Bandiagara (Centre): Des attaques d’individus armés font cinq morts et 13 blessés

Bandiagara, 19 fév (AMAP) Une attaque d’hommes armés non identifiés contre un car de transport en commun, a fait, jeudi, cinq morts et treize blessés, sur la Route nationale (RN15), aux environs du village de Tillé (Centre), a appris l’AMAP de source locale. L’attaque, vers 7 heures, le matin, contre ce véhicule, en provenance de Bamako pour Koro (Centre), est intervenue au même moment où une position du groupe d’autodéfense Dan Nan Ambassagou a été la cible de tirs, selon notre source. Le bilan de ces deux attaques fait état de trois morts et huit blessés dont trois graves et un véhicule calciné.

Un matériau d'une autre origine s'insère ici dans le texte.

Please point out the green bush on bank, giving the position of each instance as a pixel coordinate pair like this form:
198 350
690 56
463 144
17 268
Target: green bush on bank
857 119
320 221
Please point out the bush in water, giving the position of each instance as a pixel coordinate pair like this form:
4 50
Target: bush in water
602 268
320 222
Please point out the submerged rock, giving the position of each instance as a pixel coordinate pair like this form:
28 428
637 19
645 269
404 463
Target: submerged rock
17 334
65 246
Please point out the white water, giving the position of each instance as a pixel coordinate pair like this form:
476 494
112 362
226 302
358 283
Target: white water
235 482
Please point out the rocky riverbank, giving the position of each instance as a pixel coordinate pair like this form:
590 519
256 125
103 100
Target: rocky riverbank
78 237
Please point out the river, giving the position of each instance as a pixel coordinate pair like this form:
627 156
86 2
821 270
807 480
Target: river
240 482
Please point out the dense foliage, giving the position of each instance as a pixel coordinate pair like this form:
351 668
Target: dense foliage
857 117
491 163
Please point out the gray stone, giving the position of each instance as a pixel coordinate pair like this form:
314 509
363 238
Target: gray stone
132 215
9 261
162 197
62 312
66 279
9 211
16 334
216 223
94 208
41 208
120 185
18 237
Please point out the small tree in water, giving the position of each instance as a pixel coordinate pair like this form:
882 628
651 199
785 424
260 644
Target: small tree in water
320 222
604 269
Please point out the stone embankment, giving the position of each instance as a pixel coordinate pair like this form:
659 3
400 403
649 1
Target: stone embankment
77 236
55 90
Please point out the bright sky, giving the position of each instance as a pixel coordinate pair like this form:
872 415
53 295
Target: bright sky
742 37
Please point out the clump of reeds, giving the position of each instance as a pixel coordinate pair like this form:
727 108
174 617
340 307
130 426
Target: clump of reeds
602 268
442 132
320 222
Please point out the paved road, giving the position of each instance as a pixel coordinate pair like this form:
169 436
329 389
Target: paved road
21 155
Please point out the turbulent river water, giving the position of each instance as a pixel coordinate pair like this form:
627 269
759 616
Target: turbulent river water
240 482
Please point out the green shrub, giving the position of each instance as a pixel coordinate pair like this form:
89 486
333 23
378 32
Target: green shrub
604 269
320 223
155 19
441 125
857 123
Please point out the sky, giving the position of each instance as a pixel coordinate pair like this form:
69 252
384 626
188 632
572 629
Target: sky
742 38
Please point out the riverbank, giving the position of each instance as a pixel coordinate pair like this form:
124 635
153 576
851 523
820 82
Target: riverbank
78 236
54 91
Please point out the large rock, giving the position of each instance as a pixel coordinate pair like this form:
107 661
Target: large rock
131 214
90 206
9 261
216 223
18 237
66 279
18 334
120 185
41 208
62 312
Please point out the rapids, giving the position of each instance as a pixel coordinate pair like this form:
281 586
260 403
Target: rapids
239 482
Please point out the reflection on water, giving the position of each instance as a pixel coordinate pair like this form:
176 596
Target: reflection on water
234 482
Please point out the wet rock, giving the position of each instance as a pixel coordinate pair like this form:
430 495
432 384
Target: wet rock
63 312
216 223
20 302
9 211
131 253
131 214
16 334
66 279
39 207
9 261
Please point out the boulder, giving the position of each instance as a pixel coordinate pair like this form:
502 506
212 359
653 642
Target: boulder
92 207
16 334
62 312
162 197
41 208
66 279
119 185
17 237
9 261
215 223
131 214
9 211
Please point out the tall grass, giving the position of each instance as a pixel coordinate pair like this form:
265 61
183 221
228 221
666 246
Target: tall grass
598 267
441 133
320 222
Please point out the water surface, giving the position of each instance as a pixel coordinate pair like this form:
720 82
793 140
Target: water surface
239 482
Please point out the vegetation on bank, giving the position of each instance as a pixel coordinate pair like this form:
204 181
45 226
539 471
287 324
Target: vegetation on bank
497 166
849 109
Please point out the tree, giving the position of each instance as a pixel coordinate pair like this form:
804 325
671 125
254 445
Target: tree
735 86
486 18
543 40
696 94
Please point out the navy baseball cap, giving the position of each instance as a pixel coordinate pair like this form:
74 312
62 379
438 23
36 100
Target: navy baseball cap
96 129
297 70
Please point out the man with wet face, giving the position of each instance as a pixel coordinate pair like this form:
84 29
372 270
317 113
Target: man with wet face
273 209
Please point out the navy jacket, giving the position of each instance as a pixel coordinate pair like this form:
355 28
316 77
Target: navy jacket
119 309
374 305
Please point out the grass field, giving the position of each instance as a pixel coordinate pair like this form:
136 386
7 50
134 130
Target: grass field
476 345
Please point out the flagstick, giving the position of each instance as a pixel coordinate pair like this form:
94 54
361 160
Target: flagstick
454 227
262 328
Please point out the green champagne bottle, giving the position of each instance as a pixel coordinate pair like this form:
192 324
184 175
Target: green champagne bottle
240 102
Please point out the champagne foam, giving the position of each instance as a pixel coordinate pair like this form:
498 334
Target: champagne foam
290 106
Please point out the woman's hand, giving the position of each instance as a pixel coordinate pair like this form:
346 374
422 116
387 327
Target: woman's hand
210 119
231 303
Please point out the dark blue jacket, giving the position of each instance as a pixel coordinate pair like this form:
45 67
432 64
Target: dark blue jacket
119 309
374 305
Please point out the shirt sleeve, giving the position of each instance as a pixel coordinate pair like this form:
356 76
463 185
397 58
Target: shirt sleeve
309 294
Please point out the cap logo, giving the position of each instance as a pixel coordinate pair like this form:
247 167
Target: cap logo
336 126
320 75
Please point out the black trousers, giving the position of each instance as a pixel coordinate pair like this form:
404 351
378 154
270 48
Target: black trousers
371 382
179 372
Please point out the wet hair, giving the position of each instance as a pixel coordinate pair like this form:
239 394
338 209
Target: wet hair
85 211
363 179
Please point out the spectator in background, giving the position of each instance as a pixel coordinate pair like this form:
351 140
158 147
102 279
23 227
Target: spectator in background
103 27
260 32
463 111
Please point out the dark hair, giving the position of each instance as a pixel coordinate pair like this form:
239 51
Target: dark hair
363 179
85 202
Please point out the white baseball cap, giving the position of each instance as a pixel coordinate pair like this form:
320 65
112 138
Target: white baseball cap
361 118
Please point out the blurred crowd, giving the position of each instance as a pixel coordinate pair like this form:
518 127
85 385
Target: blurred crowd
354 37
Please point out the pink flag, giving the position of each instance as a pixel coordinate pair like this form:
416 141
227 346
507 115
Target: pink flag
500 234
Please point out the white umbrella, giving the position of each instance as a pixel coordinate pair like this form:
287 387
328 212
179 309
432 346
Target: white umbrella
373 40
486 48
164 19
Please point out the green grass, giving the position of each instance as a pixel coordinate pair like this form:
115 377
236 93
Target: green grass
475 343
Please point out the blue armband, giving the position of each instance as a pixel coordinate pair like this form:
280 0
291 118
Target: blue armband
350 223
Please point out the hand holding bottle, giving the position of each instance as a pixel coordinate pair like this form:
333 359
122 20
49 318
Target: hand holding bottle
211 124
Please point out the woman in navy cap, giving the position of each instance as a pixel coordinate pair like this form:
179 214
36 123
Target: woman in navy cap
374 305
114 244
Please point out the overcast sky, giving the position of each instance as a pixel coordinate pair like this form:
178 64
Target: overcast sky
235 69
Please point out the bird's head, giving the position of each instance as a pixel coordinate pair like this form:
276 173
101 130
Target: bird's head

Dans l’après midi vers 13 heures, sur le même tronçon, un véhicule de transport, venant de Mopti (Centre), a été attaqué au niveau du pont Parou par des hommes armés non identifiés. Le bilan est de deux morts et cinq blessés dont deux graves. Dans les deux cas, une équipe mixte de la gendarmerie et de la police, dirigée par le chef d’escadron, le capitaine Sékou Kariba Konaté, s’est rendue sur les lieux pour porter secours aux blessés. Ceux-ci ont été tous transportés au Centre de santé de référence (CSRéf) de Bandiagara et les cas graves référés à l’hôpital Sominé Dolo de Sevaré. Les populations de cette zone, victimes à plusieurs reprises de violences, invitent le gouvernement à sécuriser leur vie et leurs biens. OG/MD (AMAP)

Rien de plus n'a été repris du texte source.